What you should know about gonorrhea: causes, symptoms and treatment

The Gonorrhea is a sexually transmitted disease for which no effective methods of prevention and treatment. Or we thought until recently, because WHO has recently issued an alert about this disease: a type of antibiotic-resistant gonorrhea is spreading worldwide and new drugs are needed.

The WHO has based this alert on data collected in 77 countries around the world that show that this disease, common and known, begins to show characteristics that make it much more difficult, and sometimes impossible to treat.

Antibiotic resistance

In the war that humanity waged against bacterial infections, antibiotics seemed the ultimate weapon. But bacteria are tremendously adaptable organisms and medications do not always manage to end all of them. The survivors evolve to become resistant to these antibiotics and the result is that, in the next infection, a different medication will be needed to end them.

This problem is compounded when we misuse drugs : incomplete treatments or even contraindicated (antibiotics do nothing against a viral infection, such as the flu) that make the bacteria more resistant and those drugs completely useless when they are needed.

Causes of gonorrhea

Gonorrhea is an example of these cases. It is a sexually transmitted disease caused by the bacterium Neisseria gonorrhoeae, which inhabits specifically in humans.

It is transmitted through contact between the mucous membranes , usually in the genitals, the rectum and in some cases also in the throat during sexual intercourse. It can also be transmitted during childbirth if the mother carries the bacteria, and in any other type of contact between mucous membranes. WHO estimates that 78 million people get gonorrhea each year.

How can we prevent gonorrhea?

The increase in the number of cases and the difficulty in their treatment are due to a decrease in the use and an increase in the incorrect use of condoms , an increase in travel for sexual purposes, the lack of an effective detection test and follow-up. incomplete of the treatments.

To avoid contagion, the most effective method is a correct use of condoms for all sexual relationships , and not only in those with pregnancy possibilities.

Symptoms of gonorrhea

The symptoms are different in men and women. In men, they can appear between two and 21 days after infection , and usually consist of pain and stinging when urinating, pain and testicular inflammation and a whitish secretion and mucosal texture of the penis.

To a lesser extent it can cause inflammation of the urethra and prostate. It is rare that it does not show symptoms, but it is usual to be confused with other factorsand therefore the infection goes unnoticed for several days or weeks.

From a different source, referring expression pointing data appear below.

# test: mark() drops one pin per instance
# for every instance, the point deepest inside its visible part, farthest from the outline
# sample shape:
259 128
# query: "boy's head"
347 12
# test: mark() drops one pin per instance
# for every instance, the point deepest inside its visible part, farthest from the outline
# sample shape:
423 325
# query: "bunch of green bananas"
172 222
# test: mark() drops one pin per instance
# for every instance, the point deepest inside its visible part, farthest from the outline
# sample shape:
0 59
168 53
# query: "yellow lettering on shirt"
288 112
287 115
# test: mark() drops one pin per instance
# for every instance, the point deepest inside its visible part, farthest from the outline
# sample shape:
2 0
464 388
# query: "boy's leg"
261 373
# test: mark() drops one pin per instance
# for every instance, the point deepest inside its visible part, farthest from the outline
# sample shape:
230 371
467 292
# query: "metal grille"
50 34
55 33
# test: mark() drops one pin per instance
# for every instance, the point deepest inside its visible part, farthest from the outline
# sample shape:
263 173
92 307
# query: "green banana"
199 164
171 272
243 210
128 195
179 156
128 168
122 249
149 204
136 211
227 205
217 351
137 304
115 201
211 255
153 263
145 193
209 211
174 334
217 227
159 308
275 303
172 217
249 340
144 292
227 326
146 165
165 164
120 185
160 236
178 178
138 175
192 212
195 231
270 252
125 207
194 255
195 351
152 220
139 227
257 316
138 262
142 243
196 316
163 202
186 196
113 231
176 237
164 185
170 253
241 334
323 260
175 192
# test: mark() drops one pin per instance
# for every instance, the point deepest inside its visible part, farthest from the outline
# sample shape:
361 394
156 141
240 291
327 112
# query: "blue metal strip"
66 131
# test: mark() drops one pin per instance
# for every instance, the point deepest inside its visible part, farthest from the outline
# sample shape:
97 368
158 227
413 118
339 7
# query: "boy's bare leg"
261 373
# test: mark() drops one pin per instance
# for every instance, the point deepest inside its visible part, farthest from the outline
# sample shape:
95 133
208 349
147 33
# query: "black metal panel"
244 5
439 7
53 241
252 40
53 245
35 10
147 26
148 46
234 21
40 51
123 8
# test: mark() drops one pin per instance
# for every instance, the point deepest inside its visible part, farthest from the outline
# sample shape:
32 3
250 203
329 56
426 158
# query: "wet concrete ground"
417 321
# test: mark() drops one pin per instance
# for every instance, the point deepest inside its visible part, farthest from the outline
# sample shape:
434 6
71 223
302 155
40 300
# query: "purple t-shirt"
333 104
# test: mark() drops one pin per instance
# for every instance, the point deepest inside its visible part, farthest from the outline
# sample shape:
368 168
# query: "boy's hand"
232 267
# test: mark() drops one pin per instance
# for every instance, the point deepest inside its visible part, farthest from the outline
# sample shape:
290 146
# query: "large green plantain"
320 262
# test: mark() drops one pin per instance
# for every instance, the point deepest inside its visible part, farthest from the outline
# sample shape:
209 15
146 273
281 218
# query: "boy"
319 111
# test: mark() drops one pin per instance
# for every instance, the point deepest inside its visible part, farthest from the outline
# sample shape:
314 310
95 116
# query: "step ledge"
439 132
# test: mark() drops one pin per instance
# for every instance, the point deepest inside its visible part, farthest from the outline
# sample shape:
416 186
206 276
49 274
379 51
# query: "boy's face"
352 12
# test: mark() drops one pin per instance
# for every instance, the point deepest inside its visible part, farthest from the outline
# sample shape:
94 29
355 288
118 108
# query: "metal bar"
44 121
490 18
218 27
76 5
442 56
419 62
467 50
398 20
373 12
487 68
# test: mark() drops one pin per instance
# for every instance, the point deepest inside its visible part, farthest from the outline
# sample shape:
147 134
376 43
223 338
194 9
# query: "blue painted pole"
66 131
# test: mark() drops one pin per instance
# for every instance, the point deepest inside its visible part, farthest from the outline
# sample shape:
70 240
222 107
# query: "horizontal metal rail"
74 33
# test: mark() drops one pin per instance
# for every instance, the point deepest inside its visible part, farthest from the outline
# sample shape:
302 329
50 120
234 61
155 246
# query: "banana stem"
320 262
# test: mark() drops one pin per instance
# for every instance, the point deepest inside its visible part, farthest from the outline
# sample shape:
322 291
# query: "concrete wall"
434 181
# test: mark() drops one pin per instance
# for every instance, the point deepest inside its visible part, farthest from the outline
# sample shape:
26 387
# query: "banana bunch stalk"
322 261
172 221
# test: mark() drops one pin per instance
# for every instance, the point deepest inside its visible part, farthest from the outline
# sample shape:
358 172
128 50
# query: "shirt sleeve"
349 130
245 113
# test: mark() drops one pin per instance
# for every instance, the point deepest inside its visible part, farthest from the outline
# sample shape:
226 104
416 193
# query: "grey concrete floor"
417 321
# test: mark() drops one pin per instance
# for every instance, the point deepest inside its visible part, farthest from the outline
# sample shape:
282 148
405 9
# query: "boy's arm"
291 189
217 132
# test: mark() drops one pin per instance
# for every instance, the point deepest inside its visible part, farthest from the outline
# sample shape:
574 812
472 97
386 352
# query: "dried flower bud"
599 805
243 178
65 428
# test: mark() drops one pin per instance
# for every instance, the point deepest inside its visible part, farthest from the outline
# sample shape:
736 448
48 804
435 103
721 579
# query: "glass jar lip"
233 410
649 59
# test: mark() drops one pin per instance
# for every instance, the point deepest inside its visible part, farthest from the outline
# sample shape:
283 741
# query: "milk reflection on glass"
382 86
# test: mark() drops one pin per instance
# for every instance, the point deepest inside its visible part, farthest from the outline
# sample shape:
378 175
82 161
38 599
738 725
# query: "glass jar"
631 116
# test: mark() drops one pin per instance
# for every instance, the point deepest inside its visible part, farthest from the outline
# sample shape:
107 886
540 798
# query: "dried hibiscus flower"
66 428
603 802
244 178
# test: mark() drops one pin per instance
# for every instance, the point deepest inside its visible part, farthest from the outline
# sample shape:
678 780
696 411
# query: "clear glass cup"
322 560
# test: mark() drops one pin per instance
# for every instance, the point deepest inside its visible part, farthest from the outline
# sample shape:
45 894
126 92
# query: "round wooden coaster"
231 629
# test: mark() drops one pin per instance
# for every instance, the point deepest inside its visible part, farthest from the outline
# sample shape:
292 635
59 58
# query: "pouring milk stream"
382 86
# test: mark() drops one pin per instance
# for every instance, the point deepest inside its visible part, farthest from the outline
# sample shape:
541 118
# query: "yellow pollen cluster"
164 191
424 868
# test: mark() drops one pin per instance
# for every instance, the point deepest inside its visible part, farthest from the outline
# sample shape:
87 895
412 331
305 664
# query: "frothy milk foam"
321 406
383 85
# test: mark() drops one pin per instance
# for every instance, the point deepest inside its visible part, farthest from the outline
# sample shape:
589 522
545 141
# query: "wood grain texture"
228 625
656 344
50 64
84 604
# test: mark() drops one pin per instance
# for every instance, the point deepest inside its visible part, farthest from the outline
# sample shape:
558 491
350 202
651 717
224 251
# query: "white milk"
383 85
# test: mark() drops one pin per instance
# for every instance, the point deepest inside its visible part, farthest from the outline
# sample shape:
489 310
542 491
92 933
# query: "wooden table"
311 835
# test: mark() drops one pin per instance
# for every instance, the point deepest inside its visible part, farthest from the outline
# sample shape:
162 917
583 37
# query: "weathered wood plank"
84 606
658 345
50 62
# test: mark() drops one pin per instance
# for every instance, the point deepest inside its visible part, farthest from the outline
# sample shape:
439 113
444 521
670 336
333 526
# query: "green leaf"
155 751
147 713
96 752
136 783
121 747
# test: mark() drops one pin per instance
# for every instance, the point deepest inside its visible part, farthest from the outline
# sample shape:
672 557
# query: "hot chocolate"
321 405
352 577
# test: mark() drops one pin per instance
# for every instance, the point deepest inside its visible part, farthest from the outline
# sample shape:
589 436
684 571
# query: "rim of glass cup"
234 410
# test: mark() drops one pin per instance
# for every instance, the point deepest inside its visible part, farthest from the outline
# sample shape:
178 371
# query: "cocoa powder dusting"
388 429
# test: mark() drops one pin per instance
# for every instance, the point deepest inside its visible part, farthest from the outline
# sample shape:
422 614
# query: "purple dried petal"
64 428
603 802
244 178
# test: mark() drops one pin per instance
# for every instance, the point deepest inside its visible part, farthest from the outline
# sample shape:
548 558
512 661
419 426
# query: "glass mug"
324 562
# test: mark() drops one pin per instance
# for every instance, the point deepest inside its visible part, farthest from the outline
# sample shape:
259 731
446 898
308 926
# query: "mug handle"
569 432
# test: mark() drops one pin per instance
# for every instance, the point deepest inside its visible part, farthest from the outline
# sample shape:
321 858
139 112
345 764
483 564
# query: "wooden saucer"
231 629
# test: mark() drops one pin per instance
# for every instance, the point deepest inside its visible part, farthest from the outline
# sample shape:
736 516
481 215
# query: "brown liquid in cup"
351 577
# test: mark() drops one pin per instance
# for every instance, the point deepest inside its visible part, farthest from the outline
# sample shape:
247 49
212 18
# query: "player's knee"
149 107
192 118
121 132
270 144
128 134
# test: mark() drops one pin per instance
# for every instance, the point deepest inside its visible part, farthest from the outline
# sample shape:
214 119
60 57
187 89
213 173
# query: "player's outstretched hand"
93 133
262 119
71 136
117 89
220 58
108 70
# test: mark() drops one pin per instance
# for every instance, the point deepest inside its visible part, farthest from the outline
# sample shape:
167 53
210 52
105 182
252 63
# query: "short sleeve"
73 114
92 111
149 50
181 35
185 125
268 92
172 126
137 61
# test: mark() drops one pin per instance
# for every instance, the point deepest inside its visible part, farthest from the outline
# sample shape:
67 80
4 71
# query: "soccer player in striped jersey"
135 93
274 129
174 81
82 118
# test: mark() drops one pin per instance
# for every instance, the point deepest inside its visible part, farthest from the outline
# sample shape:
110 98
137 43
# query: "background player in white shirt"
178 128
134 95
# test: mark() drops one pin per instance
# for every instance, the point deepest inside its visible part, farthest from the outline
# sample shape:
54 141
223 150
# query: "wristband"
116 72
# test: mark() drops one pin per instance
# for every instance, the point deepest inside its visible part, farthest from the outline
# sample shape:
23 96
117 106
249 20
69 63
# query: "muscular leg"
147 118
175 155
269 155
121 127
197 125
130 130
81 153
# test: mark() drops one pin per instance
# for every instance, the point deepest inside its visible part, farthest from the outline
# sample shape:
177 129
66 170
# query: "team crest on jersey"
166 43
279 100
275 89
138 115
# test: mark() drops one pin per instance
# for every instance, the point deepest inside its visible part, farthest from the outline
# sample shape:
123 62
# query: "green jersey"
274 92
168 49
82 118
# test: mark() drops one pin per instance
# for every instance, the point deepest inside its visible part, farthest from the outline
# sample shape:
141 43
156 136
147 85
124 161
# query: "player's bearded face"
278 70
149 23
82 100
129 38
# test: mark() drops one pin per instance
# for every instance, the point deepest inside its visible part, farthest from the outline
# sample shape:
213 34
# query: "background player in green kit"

In women, the infection usually passes without symptoms , which makes its detection and subsequent treatment difficult. Sometimes they appear more painful when urinating and more desire than usual . If the infection progresses and reaches the fallopian tubes, there are common symptoms of a bacterial infection, such as abdominal pain, fever, nausea and muscle tension.

Consequences of gonorrhea and its treatment

The consequences of not treating gonorrhea can be very serious : sterility in men and women, blindness if a newborn child is caught during childbirth, damage to the penis, joints with arthritis and the skin. In the most critical cases, the infection can pass into the blood and cause death.

Luckily, these cases are not very common because infected people receive treatment before reaching that point. Gonorrhea can be treated with a broad spectrum of antibiotics . Currently the most used are the third generation cephalosporins in a single intramuscular injection.

The partner of the infected person should also be treated with antibiotics, as well as perform tests for other possible sexually transmitted diseases.

What will happen if antibiotics do not work?

As we say, at present, cephalosporins are the most effective antibiotic against Neisseria gonorrhoeae , but in more than 50 countries there have been cases of resistance against these drugs. As a result, WHO issued a global recommendationin 2016 for doctors to prescribe two antibiotics combined against these infections, instead of just one.

Now, WHO has also called on pharmaceutical companies to put their batteries in the development of new medicines. At present there are only three products in development for the treatment of gonorrhea: solitromycin, zolifrodacin and gepotidacin, all three at different levels of clinical trials.

The problem is that the development of new antibiotics is not an idea very attractive commercially for these companies, because they are treatments that are consumed only for a short period of time (unlike the treatments for chronic diseases) and that become little by little less effective, so new versions and alternatives will always be needed.